Temos muitos funcionários públicos, mas temos uma função pública burocratizada, lenta, algumas vezes ineficiente e vulnerável à corrupção. Formámos muitos juristas, temos muitos advogados, juízes, procuradores, funcionários judiciais, mas ainda temos um sistema de justiça (felizmente em processo de reforma) com muitos e muitos problemas, com vários exemplos que poderão pressagiar a não separação de poderes e com a necessidade imperiosa de conseguirmos o respeito intransigente pela lei e que esta não seja subjectivamente interpretada e aplicada.

Fazemos muitos e volumosos investimentos (muitos deles necessários e importantes, note-se), mas nem sempre temos sido coerentes, persistentes e consistentes, no apoio fundamental às micro, pequenas e médias empresas, elas sim absolutamente fundamentais na criação de emprego, no combate à pobreza e na diversificação da economia.

Lembro-me e recordo, com nostalgia, mas também com um grande sentido de actualidade, que os Programas mínimo e maior do nosso MPLA sempre valorizaram valores com a dignidade humana, a honestidade, a igualdade, o combate ao preconceito, o desenvolvimento harmonioso do País, a luta pela valorização do Homem e do Angolano e outros valores éticos e deontológicos.

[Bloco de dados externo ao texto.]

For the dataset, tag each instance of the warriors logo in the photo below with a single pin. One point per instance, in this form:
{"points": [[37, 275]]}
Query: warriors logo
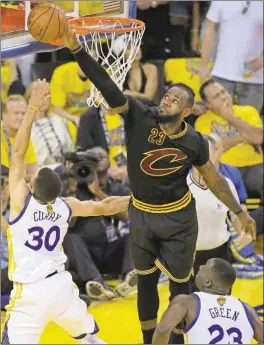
{"points": [[148, 163], [49, 208]]}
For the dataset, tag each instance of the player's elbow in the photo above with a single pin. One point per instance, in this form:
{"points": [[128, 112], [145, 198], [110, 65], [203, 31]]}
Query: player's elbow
{"points": [[108, 208], [163, 328]]}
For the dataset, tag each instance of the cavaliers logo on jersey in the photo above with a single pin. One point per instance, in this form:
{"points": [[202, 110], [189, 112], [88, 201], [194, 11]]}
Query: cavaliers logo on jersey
{"points": [[221, 300], [150, 163]]}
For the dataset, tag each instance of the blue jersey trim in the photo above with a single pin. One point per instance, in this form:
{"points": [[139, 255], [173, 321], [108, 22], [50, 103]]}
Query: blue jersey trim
{"points": [[187, 329], [22, 212]]}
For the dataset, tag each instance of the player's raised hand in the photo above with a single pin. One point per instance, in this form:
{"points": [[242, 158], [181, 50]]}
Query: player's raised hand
{"points": [[248, 224], [40, 94], [68, 38]]}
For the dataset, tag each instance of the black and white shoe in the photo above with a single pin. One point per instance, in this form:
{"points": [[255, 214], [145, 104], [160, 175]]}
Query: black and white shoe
{"points": [[129, 282], [93, 339]]}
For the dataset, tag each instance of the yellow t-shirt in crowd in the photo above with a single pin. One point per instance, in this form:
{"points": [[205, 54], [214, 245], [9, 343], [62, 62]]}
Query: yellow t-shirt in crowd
{"points": [[5, 81], [114, 127], [68, 91], [85, 7], [30, 156], [184, 70], [242, 154]]}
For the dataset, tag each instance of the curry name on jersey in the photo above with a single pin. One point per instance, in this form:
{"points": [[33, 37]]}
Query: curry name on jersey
{"points": [[219, 320], [35, 240], [158, 164]]}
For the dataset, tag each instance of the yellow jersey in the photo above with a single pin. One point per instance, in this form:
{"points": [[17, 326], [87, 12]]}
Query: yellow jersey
{"points": [[116, 134], [240, 155], [68, 91], [5, 81], [30, 156]]}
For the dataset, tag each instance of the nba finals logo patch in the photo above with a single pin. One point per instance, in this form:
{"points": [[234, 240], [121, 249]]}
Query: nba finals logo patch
{"points": [[49, 208], [221, 301]]}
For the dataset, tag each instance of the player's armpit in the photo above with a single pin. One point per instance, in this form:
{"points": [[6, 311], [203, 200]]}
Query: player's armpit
{"points": [[218, 185], [175, 313], [109, 206], [257, 324]]}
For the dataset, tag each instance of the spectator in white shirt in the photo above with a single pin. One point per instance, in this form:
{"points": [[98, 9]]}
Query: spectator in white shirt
{"points": [[212, 214], [50, 137], [238, 27]]}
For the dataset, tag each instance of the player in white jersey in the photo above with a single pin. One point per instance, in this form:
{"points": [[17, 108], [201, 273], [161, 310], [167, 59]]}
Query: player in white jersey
{"points": [[39, 219], [211, 316]]}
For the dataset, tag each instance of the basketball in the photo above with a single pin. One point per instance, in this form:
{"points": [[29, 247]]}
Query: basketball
{"points": [[46, 22]]}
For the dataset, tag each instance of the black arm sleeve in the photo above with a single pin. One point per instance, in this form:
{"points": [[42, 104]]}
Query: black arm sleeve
{"points": [[202, 156], [100, 78]]}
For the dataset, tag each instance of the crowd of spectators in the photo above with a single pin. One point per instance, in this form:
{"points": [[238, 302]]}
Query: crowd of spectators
{"points": [[228, 40]]}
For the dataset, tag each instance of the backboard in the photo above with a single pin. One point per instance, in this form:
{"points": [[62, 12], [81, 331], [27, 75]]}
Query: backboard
{"points": [[15, 39]]}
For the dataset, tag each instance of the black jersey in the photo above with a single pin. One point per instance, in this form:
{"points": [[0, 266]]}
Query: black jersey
{"points": [[158, 164]]}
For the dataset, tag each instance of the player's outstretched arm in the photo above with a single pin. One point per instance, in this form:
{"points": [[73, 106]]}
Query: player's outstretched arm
{"points": [[257, 324], [107, 207], [17, 172], [220, 188], [96, 73], [176, 312]]}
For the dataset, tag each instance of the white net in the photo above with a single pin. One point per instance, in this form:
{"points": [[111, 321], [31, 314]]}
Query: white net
{"points": [[114, 50]]}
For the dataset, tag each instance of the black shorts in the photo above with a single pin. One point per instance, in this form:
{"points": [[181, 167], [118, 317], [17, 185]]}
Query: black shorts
{"points": [[165, 241]]}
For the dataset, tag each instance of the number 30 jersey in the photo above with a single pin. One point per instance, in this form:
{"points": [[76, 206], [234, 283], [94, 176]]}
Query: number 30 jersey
{"points": [[219, 320], [35, 240]]}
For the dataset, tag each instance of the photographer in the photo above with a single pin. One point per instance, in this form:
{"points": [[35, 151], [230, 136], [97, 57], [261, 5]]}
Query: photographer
{"points": [[105, 128], [97, 245]]}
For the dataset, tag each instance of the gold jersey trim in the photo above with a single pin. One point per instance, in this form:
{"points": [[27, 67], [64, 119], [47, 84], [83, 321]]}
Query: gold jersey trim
{"points": [[164, 208]]}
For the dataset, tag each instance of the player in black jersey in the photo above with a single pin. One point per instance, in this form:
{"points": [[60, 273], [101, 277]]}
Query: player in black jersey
{"points": [[161, 148]]}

Valores e princípios sempre actuais, sobretudo quando, neste nosso percurso, de crescimento, mas também sinuoso, fomos "tropeçando" com a proliferação de alguns hábitos e comportamentos expressos na intriga política, na desonestidade, no enriquecimento ilícito, na bajulação política, na traição, no silêncio cobarde, na "lumpenagem" artística, política e empresarial. O petróleo e os diamantes são importantes? São! Dão "jeito"? Dão!

Mas não podemos subverter a ordem natural do crescimento e desenvolvimento dos Países e não deixar de colocar a riqueza ao serviço de TODOS. E, como sabemos, Países sem petróleo e sem diamantes e mesmo tendo também saído de guerras devastadoras, encontraram outras formas de desenvolvimento, têm elevados índices de desenvolvimento humano, têm povos prósperos e felizes! Colocaram o foco …. no Homem, no conhecimento! Nós, temos muito cimento… mas pouco conhecimento!

Orgulhemo-nos sim de muitas realizações e ganhos nesses últimos quarenta anos! Não nos podemos também esquecer que Angola se encontra numa fase de mudança geracional! Mas na comemoração do 40º aniversário da nossa independência, deixo um voto, uma vontade, um desejo! Que a partir de 12 de Novembro de 2015, passemos a investir muito mais no HOMEM, no CONHECIMENTO, na FORMAÇÃO, na CULTURA e na DIMENSÃO HUMANA das DECISÕES, das LEIS e dos PROJECTOS! Para que, daqui a mais 40 anos, quando muitos de nós já cá não estarão, os nossos filhos e netos, possam SER MAIS FELIZES!